Lessons learned from dad
I’m a lucky girl who gets to wish her dad a 95th birthday in person on June 20. Dad, or Russell Wyatt as he is known to others, is a great example of a self-made success story. He works hard, has integrity, a sense of humor and is generous, among other fine traits. You never know what memories may surface nor what lessons parents impart in living their everyday lives. Kids do pay attention and understand more than a parent might imagine.

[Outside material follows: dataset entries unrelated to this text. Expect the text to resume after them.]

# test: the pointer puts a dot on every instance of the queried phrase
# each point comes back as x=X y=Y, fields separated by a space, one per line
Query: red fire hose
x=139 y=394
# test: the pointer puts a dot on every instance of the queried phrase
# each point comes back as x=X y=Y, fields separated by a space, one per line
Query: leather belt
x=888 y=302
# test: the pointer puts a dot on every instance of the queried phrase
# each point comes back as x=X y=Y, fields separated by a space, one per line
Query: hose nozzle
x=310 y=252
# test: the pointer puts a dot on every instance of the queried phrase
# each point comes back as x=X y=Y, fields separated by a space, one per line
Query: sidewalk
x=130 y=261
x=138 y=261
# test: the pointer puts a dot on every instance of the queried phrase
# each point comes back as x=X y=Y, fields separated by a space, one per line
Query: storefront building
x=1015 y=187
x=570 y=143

My first memory of “working” with Dad is when I was 4 years old. He would load square bales of alfalfa hay on the back of his pickup and take me along to feed the cows. Once in the pasture, he stood in the back of the pickup while I “drove.” He threw one bale out at a time and bucked it as he dropped it so the binder twine would break and the bale broke into sections. Dad put the pickup into low gear so it moved slowly. My job was to steer and gently keep turning the steering wheel. Farm kids begin to learn work ethic as they are shown early that they are a part of the farm or ranch operation. This trait follows them through life, whether they are working in agriculture or not.

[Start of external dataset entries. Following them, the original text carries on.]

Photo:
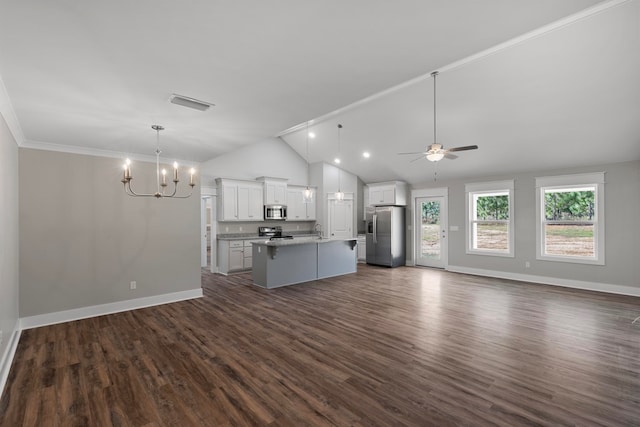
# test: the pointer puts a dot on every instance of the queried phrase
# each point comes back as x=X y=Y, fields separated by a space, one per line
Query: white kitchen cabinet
x=388 y=193
x=297 y=210
x=362 y=248
x=250 y=202
x=275 y=191
x=228 y=202
x=239 y=200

In a conversation when I was about 5, Dad told me his goal was to own 100 cows and that someday he wanted to be an appraiser. That taught me a bit about goal setting, planning and reaching those goals, all attributes of successful individuals. As many say, a dream without a goal is just a dream. When Dad was able to do it, he got a real estate license, then became a realtor, and finally, an appraiser. He is still appraising at historic Hot Springs, S.D., Wyatt’s Real Estate and Appraisal Service, and his younger son, Patrick, is now his partner in that business.

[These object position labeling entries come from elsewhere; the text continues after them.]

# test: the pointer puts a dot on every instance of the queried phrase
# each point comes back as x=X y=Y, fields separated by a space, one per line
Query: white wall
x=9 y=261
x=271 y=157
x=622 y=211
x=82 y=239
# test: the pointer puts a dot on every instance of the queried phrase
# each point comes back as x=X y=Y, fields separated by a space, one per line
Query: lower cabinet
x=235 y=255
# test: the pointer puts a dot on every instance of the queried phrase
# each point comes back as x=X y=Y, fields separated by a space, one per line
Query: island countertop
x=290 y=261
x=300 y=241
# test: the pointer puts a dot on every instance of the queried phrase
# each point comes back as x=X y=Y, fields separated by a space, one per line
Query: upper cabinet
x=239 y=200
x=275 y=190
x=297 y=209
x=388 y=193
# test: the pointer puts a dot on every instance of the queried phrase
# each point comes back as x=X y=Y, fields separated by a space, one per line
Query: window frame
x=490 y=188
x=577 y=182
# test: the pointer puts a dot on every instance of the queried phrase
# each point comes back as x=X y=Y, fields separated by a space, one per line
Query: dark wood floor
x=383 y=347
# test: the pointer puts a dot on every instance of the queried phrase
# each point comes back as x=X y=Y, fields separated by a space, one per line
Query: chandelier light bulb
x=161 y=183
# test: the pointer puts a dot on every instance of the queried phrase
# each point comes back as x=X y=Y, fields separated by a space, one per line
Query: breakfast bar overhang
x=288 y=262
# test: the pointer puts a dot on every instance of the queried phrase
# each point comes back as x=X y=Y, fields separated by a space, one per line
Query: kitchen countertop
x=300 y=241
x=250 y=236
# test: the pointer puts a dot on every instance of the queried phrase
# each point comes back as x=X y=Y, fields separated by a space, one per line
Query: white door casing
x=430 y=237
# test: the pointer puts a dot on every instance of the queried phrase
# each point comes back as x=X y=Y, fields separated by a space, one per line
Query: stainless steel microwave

My brother Jerry and I got to ride along with Dad sometimes when he went to the livestock sale barn. Whether both of us kids went on the same day or went separately, we always compared notes about how many bottles of pop we got Dad to buy us. That may have clued us in on the power of persuasion. Or it may have been Dad’s way of indulging us.
During the Covid mess Dad finished writing many stories that he had worked on over the years and published the book, The Farmer Goes to Town, with many details of his life’s work. Perseverance and recalling memories were the lessons here. He has one gift I can’t match and that is his memory. As shown in his book he can recall every job he’s ever had, how much he was paid, each vehicle, including tractors, he owned and what he paid. He still has books available, just give him a call.
Although Dad taught me much more, I certainly learned the lessons of work ethic, goal setting, persuasion and perseverance.
Happy Birthday and Happy Father’s Day, Dad!